Tuesday, 28 September 2021 10:42 GMT

Venugopal Dhoot moves NCLAT against NCLT nod to Twinstar's bid for Videocon


(MENAFN- IANS)

Mumbai, Aug 1 (IANS) Videocon Group's former promoter, Venugopal Dhoot, has moved the National Company Law Appellate Tribunal (NCLAT) against the NCLT's approval to the bid of Twinstar Technologies for Videocon Industries Ltd.

Along with the plea to set aside the resolution plan of Vedanta Group firm Twinstar, Dhoot has also urged the appellate tribunal to direct the Committee of Creditors (CoC) to consider his resolution plan, that entails "zero haircut", under Section 12A of the Insolvency and Bankruptcy Code.

In his petition, Dhoot said: "NCLT Mumbai, by order dated 15/12/20, held that foreign oil and gas assets of Videocon Group held through its foreign subsidiaries, are in fact purchased by Videocon Industries Ltd (VIL) and are to be treated as assets of VIL. The liquidation value of these oil assets is not less than Rs 15,000 crore."

"As such, RP/COC has no authority to sell oil assets and consumer durables, separately. If RP (resolution professional) has sold oil and consumer durables together, RP would have got minimum Rs 25,000 crore against loan of Rs 49,000 crore (Rs 29,000 crore of VIL consumer durables and Rs 20,000 crore of oil assets). Thus, recovery would have been around 50 per cent and not 5 per cent as seen today," he said.

According to him, the RP should have mentioned these facts in information memorandum (tender form) to all the bidders, but he failed to do so, which is violation of the IBC.

This restructure proposal was approved by the CoC in October 2017.

Videocon has now requested, in its appeal, that this resolution plan to be cancelled and fresh resolution plan to be considered with oil and consumer durable assets.

Dhoot, in his proposal submitted to the banks, has offered to pay the whole loan of Rs 30,000 crore to the bank and take back the company.

According to Dhoot, the resolution professional has been responsible for diminishing the value of Videocon Group by closing it down and not running the factory.

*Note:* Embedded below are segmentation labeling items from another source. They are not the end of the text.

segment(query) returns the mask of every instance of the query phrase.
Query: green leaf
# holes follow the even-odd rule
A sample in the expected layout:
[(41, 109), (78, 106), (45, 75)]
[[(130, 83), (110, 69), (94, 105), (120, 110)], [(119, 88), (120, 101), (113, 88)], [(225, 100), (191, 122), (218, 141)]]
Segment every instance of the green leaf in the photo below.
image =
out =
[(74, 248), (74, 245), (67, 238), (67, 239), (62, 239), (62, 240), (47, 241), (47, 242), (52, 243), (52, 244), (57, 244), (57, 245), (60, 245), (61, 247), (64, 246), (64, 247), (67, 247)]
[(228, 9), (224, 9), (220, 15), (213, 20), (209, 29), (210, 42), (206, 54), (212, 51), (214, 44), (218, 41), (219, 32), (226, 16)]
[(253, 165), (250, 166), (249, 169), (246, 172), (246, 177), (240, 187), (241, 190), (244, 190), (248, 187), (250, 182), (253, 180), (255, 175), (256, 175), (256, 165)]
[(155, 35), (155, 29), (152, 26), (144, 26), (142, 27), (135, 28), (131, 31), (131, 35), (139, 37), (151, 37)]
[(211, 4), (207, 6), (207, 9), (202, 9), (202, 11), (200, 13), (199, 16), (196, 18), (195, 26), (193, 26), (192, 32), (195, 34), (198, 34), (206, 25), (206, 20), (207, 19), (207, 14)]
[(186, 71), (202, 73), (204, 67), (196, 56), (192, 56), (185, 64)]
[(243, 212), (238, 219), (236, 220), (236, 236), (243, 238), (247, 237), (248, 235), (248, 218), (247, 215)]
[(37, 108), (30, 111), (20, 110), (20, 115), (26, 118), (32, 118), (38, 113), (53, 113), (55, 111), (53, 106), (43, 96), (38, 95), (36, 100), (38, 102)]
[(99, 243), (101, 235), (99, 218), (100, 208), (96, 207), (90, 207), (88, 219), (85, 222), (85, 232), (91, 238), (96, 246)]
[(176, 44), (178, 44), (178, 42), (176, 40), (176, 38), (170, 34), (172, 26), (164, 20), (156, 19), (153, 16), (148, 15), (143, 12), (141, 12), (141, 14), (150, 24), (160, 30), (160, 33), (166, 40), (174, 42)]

Prior to being admitted into insolvency, Videocon Group, in accordance with the corrective action plan, decided to sell assets and ensure that the entire consideration is directly deposited with the consortium of lenders for repaying the debt facilities without bringing in the technical aspects, with a larger interest and intention to repay entire possible amount, he said.

Further, Videocon Group was ready and willing to sell all its remaining assets including the assets of the promoters to service the debts through the agencies appointed by the consortium of the lenders, he said in the petition.

The petition added that the appellant has always worked in the interest of stakeholders and is still willing to resolve the debt and provide better returns to the stakeholders.

"It is submitted that a similar proposal was submitted by Appellant in the CIRP of Corporate Debtor under Section 12A of the Code, however, the CoC, being unbending and irrational, has rejected the proposal of appellant to the tune of Rs 31,789 crore, and has accepted the Resolution Plan of Twin Star which provides payment of only Rs 2,962 crore," he said.